Quantitative self-assembly of photoactivatable small molecular prodrug cocktails for safe and potent cancer chemo-photodynamic therapy

Cancer nanomedicines that integrate multimodal therapies have been remarkably successful in numerous preclinical models, yet have achieved variable levels of success in the clinic because of tedious and complex manufacturing schemes. Here, we present a facile and versatile strategy to construct photoactivatable self-assembling prodrug cocktail (PSPC) nanoparticles for specific drug activation and cancer chemo-photodynamic therapy. Our strategy involves the PUFAylation of a cytotoxic agent using a polyunsaturated fatty acid (PUFA) via a self-immolation thioketal linkage and a photosensitizer via noncleavable linker. Both PUFAylated prodrugs self-assemble into PSPC therapeutic nanoassemblies without any exogenous excipients. Upon near-infrared (NIR) photoirradiation, the neighboring photosensitizer generates reactive oxygen species (ROS), which spontaneously degrades the thioketal bond to activate the cytotoxic drug cabazitaxel.
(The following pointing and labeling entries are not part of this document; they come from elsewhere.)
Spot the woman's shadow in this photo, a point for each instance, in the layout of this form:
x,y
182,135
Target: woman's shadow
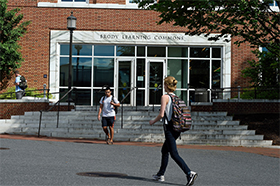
x,y
120,176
Consequently, light illumination produces phototoxicity in synchrony with a tumor-specific cascade reaction to accelerate the release of cabazitaxel for potentiating therapeutic synergistic effects on cancer. In multiple mouse models of melanoma xenografts, one of which is a patient-derived xenograft, PSPC nanoassemblies exert a synergistic effect to effectively eradicate tumors. More importantly, the tumor-selective nanotherapy exhibits substantially low systemic toxicity in animals. We propose that the PSPC nanotherapies created using self-assembling small-molecule prodrugs have great therapeutic potential because they enable the spatiotemporal activation of drugs in tumors while alleviating systemic drug exposure and associated toxicities.